Congressman Mike Honda Looking For More Child Abuse Protection, USA Swimming Responds

COLORADO SPRINGS, Colorado, December 19. YESTERDAY, Congressman Mike Honda weighed in supporting recent calls to the U.S. Government Accountability Office (GAO) by Congressman George Miller to look into mandatory reporting laws when it comes to child abuse at athletic clubs in the United States.

Honda specifically pointed out the Mitch Ivey case in his statement. Ivey has been banned by USA Swimming for life but is currently in the middle of an appeal window before the ban becomes public around Christmas.

Child abuse of any measure is simply wrong. That is why I am appalled by the reports of child sexual abuse of student athletes by their coaches during these students’ participation in public and private swim clubs. I understand the case of the former coach, Mitch Ivey, who taught at the Santa Clara Swim Club, was a two-time Olympic medalist, and who recently received a lifetime coaching ban — is pending an appeal period. Therefore, I would simply add that sexual misconduct has no place anywhere. I support and stand by my colleague, Congressman George Miller — Ranking Member of the House Education and Workforce Committee — in his inquiry to the U.S. Government Accountability Office to investigate youth athletic clubs’ handling of child abuse allegations, specifically regarding the reporting and investigating laws and policies. According to the African proverb, it takes a village to raise to child; and so, it must take a village, or an entire community, to protect that child. As a father and a grandfather, I will continue to fight to protect the sacred innocence of our children everywhere.

While critics of USA Swimming have continued to attempt to mark this congressional interest regarding all athletics clubs as congress specifically targeting the sport of swimming with an investigation, USA Swimming has actually come out in support of many of Miller’s thoughts regarding mandatory reporting and child abuse protection.

According to, there are “approximately 48 States, the District of Columbia, American Samoa, Guam, the Northern Mariana Islands, Puerto Rico, and the Virgin Islands designate professions whose members are mandated by law to report child maltreatment.”
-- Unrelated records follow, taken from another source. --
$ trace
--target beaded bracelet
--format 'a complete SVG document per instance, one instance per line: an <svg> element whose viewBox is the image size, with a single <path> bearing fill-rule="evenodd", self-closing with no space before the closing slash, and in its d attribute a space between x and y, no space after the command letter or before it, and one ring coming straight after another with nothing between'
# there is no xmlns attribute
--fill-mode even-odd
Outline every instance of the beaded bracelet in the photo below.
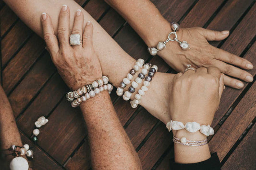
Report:
<svg viewBox="0 0 256 170"><path fill-rule="evenodd" d="M133 68L130 71L130 72L127 74L126 78L124 78L122 81L121 82L120 85L116 91L116 94L118 96L121 96L123 94L123 89L126 87L127 85L131 83L131 80L133 79L134 76L136 72L139 70L140 68L142 68L142 66L144 64L145 61L143 59L139 58L135 63L135 65L134 66Z"/></svg>
<svg viewBox="0 0 256 170"><path fill-rule="evenodd" d="M207 143L207 139L202 140L188 140L184 137L180 139L174 136L173 136L172 141L175 143L190 147L200 147L205 145Z"/></svg>
<svg viewBox="0 0 256 170"><path fill-rule="evenodd" d="M152 78L155 75L155 73L158 71L158 67L154 65L149 69L147 76L146 77L145 80L143 82L143 86L139 90L138 93L135 95L135 99L130 102L132 108L136 108L138 106L138 104L140 103L141 98L145 95L145 92L147 91L147 88L150 86L150 81L151 81Z"/></svg>
<svg viewBox="0 0 256 170"><path fill-rule="evenodd" d="M209 125L200 125L199 124L195 122L187 122L184 125L182 122L176 121L172 121L171 120L170 122L166 124L166 127L168 129L169 132L171 130L178 130L185 129L191 133L195 133L198 130L200 130L201 133L207 136L214 134L214 130Z"/></svg>
<svg viewBox="0 0 256 170"><path fill-rule="evenodd" d="M176 31L180 29L180 25L177 23L172 22L171 23L171 28L173 32L169 34L168 38L165 42L158 42L156 47L148 47L148 50L152 56L156 56L159 51L163 50L166 47L166 43L170 41L176 41L177 42L182 49L183 50L186 50L189 49L189 44L186 41L181 42L178 39ZM171 39L170 37L172 34L174 35L175 37L174 39Z"/></svg>

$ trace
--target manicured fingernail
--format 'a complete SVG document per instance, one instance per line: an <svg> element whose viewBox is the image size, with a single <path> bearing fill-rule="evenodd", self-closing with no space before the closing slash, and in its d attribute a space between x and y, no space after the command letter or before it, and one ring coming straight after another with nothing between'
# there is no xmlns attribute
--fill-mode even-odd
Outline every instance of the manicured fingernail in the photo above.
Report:
<svg viewBox="0 0 256 170"><path fill-rule="evenodd" d="M47 15L46 15L46 13L44 12L42 14L42 18L43 19L43 20L46 20L46 18L47 18Z"/></svg>
<svg viewBox="0 0 256 170"><path fill-rule="evenodd" d="M244 84L240 82L237 82L236 83L235 83L235 85L239 88L243 88L244 87Z"/></svg>
<svg viewBox="0 0 256 170"><path fill-rule="evenodd" d="M249 69L253 69L253 65L251 64L246 64L246 67Z"/></svg>
<svg viewBox="0 0 256 170"><path fill-rule="evenodd" d="M79 16L81 14L81 10L77 10L76 11L76 16Z"/></svg>
<svg viewBox="0 0 256 170"><path fill-rule="evenodd" d="M67 5L63 5L62 8L61 8L61 11L66 11L66 10L67 10L67 8L68 8Z"/></svg>
<svg viewBox="0 0 256 170"><path fill-rule="evenodd" d="M229 31L221 31L221 34L229 34Z"/></svg>
<svg viewBox="0 0 256 170"><path fill-rule="evenodd" d="M251 76L246 76L245 79L248 82L252 82L253 81L253 77Z"/></svg>

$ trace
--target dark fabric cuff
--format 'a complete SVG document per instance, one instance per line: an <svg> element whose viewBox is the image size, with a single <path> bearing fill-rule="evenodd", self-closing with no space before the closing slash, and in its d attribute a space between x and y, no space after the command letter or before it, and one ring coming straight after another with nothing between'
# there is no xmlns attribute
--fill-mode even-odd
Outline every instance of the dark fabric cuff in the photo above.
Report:
<svg viewBox="0 0 256 170"><path fill-rule="evenodd" d="M211 154L211 158L202 162L195 163L180 164L176 163L174 159L171 160L171 170L219 170L220 164L217 153Z"/></svg>

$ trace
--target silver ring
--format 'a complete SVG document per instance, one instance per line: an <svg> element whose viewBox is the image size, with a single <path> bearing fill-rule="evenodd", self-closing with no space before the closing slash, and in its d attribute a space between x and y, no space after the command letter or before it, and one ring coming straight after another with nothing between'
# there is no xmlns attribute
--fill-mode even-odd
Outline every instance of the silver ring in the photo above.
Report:
<svg viewBox="0 0 256 170"><path fill-rule="evenodd" d="M80 45L81 43L81 35L74 34L69 35L70 43L71 45Z"/></svg>

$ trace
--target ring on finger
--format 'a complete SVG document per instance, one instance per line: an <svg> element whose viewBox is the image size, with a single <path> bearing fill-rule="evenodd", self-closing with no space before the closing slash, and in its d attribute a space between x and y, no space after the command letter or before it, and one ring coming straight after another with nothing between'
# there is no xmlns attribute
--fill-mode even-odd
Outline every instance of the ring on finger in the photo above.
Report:
<svg viewBox="0 0 256 170"><path fill-rule="evenodd" d="M78 34L72 34L69 36L71 45L80 45L82 43L81 35Z"/></svg>

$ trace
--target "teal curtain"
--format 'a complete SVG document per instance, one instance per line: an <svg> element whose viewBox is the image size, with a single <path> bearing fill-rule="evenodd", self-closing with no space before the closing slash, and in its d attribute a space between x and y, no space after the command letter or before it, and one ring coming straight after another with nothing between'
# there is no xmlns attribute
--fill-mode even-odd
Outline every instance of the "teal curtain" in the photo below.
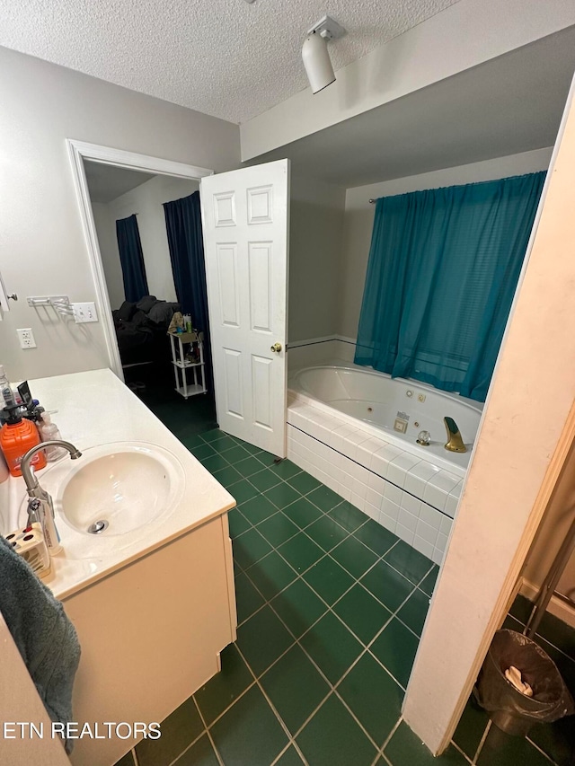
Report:
<svg viewBox="0 0 575 766"><path fill-rule="evenodd" d="M126 300L136 304L149 293L136 216L119 218L116 221L116 237L118 238L118 250L119 251Z"/></svg>
<svg viewBox="0 0 575 766"><path fill-rule="evenodd" d="M544 178L378 199L356 364L484 401Z"/></svg>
These mandatory reporters include social workers; teachers, principals, and other school personnel; physicians, nurses, and other health-care workers; counselors, therapists, and other mental health professionals; child care providers; medical examiners or coroners as well as law enforcement officers.

Also, as of the August 2012 printing of the Mandatory Reporters of Child Abuse and Neglect white sheet published by, only “four states now have designated as mandatory reporters … athletics staff … at institutions of higher learning, including public and private colleges and universities and vocational and technical schools.”
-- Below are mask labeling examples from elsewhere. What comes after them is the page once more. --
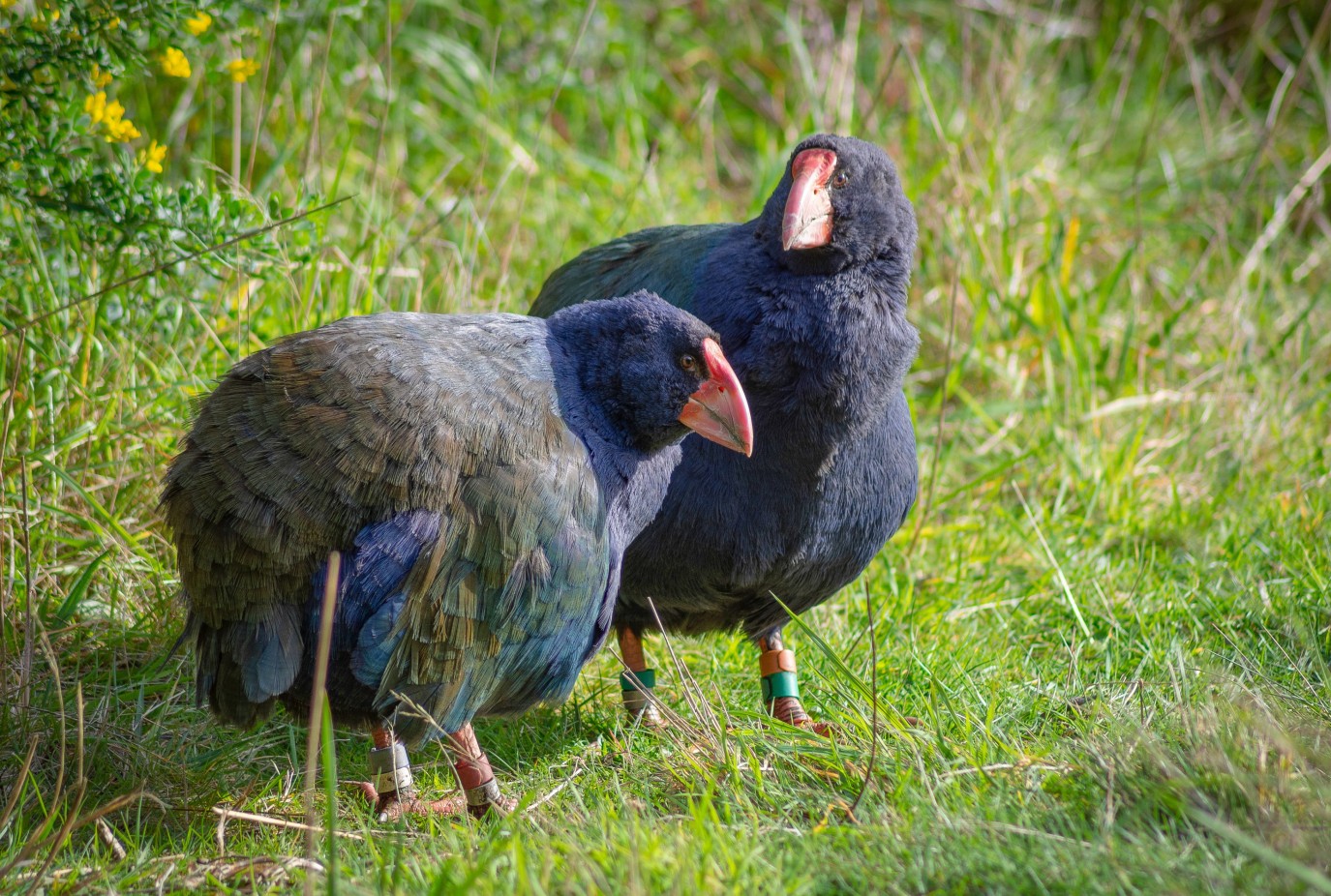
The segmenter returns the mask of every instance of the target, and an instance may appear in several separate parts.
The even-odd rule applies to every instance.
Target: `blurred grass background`
[[[0,200],[0,888],[1331,892],[1331,7],[469,7],[214,9],[190,77],[120,84],[237,221],[349,197],[265,240],[65,309],[169,258]],[[213,726],[165,656],[190,398],[284,333],[522,312],[588,245],[749,217],[813,130],[885,146],[921,229],[922,494],[789,630],[839,738],[764,724],[743,639],[673,639],[672,732],[608,655],[478,726],[518,817],[327,788],[309,852],[220,825],[305,819],[305,735]]]

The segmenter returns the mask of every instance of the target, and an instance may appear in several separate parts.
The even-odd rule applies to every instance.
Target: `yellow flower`
[[[88,117],[92,118],[93,124],[100,124],[101,120],[106,117],[106,92],[97,91],[96,93],[89,95],[89,97],[84,100],[84,112],[88,113]]]
[[[252,75],[258,73],[258,63],[252,59],[233,59],[226,64],[226,71],[232,73],[232,80],[244,84]]]
[[[166,160],[166,146],[156,140],[148,144],[148,149],[138,150],[138,164],[154,174],[162,173],[162,162]]]
[[[98,91],[84,100],[84,112],[92,118],[93,130],[100,124],[105,130],[106,142],[128,142],[138,137],[138,128],[125,118],[125,107],[120,100],[106,103],[106,92]]]
[[[185,53],[168,47],[162,53],[162,72],[172,77],[189,77],[189,60],[185,59]]]
[[[4,0],[0,0],[0,3],[4,3]],[[212,24],[213,24],[213,17],[206,12],[204,12],[202,9],[200,9],[193,16],[185,20],[185,31],[194,35],[194,37],[198,37],[205,31],[208,31],[208,27]]]
[[[106,122],[106,142],[129,142],[130,140],[137,140],[140,136],[142,134],[138,133],[138,128],[128,118]]]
Additionally, 11 states require that “directors, employees, and volunteers at entities that provide organized activities for children, such as camps, day camps, youth centers, and recreation centers, are required to report.”

In June, Miller’s requested for the GAO to look into changing up these mandatory report laws to include club coaches across all sports as well as high school coaches across all sports.

While USA Swimming will not speak directly to any statement involving Ivey, since the case is still not yet public, USA Swimming’s Karen Linhart did release the following statement requesting comment regarding Honda’s post.

USA Swimming has no tolerance for inappropriate behavior by our members and we actively work to expel members who have violated our Code of Conduct. We are committed to raising awareness and eradicating abuse in sport.